Conclusion and Future Work
This investigation was a fascinating journey from a one-line
vulnerability description to an emulated proof-of-concept. The key
takeaway was the critical importance of the detection method: a simple
try...except
block is not enough to catch subtle memory
corruption bugs; active monitoring with hooks is essential.
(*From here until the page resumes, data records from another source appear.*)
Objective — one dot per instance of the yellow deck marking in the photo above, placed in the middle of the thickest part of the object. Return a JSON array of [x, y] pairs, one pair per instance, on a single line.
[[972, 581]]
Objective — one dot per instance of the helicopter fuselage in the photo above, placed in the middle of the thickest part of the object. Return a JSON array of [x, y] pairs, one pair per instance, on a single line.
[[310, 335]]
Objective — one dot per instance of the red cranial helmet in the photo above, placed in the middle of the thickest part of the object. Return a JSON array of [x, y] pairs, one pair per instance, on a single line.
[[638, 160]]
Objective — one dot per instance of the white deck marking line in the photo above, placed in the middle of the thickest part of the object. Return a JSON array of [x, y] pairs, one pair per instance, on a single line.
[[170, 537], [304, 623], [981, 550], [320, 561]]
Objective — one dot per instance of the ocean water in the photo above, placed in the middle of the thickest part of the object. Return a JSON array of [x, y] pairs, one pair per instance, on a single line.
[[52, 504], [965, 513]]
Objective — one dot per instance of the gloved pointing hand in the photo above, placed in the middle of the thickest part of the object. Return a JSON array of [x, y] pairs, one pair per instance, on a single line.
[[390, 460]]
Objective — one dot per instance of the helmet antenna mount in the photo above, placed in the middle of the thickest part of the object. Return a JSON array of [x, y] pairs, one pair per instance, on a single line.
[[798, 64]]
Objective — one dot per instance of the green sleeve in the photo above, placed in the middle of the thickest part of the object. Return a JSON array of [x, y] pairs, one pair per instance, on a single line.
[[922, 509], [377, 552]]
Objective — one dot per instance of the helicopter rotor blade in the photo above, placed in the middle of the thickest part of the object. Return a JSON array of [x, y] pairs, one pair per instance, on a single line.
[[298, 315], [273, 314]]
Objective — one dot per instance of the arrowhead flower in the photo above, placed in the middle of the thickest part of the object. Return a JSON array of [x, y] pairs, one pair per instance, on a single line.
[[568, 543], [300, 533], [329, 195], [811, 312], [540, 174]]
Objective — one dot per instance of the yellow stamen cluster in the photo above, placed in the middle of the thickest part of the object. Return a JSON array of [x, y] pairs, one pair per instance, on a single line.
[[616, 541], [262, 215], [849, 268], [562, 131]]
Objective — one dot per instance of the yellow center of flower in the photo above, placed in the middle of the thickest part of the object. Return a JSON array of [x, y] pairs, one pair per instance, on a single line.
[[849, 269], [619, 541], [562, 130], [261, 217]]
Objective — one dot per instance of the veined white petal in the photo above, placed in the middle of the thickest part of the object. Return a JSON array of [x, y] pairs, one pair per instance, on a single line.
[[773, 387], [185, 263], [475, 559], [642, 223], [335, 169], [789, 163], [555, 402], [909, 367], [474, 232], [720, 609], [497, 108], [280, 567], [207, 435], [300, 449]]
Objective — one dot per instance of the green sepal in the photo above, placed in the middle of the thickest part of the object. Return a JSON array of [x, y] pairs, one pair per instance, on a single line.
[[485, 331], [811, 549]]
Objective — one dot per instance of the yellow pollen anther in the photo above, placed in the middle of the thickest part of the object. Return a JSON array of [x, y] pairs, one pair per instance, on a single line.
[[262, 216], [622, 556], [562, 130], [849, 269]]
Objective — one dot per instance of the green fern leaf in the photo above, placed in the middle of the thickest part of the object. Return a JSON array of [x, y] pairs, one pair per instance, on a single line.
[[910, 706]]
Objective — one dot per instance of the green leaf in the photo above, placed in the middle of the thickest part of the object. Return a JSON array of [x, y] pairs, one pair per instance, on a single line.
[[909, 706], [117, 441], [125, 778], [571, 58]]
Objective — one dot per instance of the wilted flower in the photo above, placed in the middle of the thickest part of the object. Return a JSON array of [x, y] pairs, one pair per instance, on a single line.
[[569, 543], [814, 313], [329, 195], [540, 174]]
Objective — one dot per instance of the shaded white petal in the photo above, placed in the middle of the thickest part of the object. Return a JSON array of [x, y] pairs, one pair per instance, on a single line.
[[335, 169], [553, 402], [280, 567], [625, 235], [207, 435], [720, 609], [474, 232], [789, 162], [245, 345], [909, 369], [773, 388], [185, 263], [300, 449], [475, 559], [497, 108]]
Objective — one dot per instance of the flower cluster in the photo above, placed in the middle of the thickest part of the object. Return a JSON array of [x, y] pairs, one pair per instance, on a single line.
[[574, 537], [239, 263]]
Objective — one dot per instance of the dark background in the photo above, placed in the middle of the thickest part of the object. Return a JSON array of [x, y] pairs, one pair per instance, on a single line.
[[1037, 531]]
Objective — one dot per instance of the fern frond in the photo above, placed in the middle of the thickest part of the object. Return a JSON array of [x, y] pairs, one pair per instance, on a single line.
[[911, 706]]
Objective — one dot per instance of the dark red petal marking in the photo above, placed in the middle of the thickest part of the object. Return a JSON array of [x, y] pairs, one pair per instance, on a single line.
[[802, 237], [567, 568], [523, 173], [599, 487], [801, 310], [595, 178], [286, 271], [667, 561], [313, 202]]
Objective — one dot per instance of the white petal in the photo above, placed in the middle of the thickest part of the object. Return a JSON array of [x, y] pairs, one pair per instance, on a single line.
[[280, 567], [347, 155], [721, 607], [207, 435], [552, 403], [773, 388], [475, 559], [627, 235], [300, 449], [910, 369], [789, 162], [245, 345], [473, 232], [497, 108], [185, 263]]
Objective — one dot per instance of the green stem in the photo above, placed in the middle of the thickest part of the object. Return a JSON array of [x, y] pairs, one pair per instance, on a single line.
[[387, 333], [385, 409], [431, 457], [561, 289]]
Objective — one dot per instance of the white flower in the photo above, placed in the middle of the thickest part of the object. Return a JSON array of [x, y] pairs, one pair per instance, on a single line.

My next steps in this research area will be to:
Analyze CVE-2025-23276 to understand the installer-level attack
surface.(BIG IF)
Explore similar driver architectures from other
vendors like AMD.
More portable and easier malware propagation(PURELY
FOR RESEARCH PURPOSES!)
Malware obfuscation
Regarding the last point of Malware obfuscation, I have a pretty interesting idea(imo) that involves propositional logic complication. I have been spending time researching this and I am aware of the existing solutions to this idea, mine differs a bit(maybe). This is far more challenging and given the spare time I usually have alongside my university, I doubt this project will be realized any time soon.
BYE
TFLL37
P.S. #NAHALm4Life
Disclaimer: This article is provided for educational purposes only. I BEAR NO RESPONSIBLITY OR LIABILITY FOR ANY CONSEQUENCES RESULTING FROM THE USE OR MISUSE OF THE INFORMATION CONTAINED HEREIN.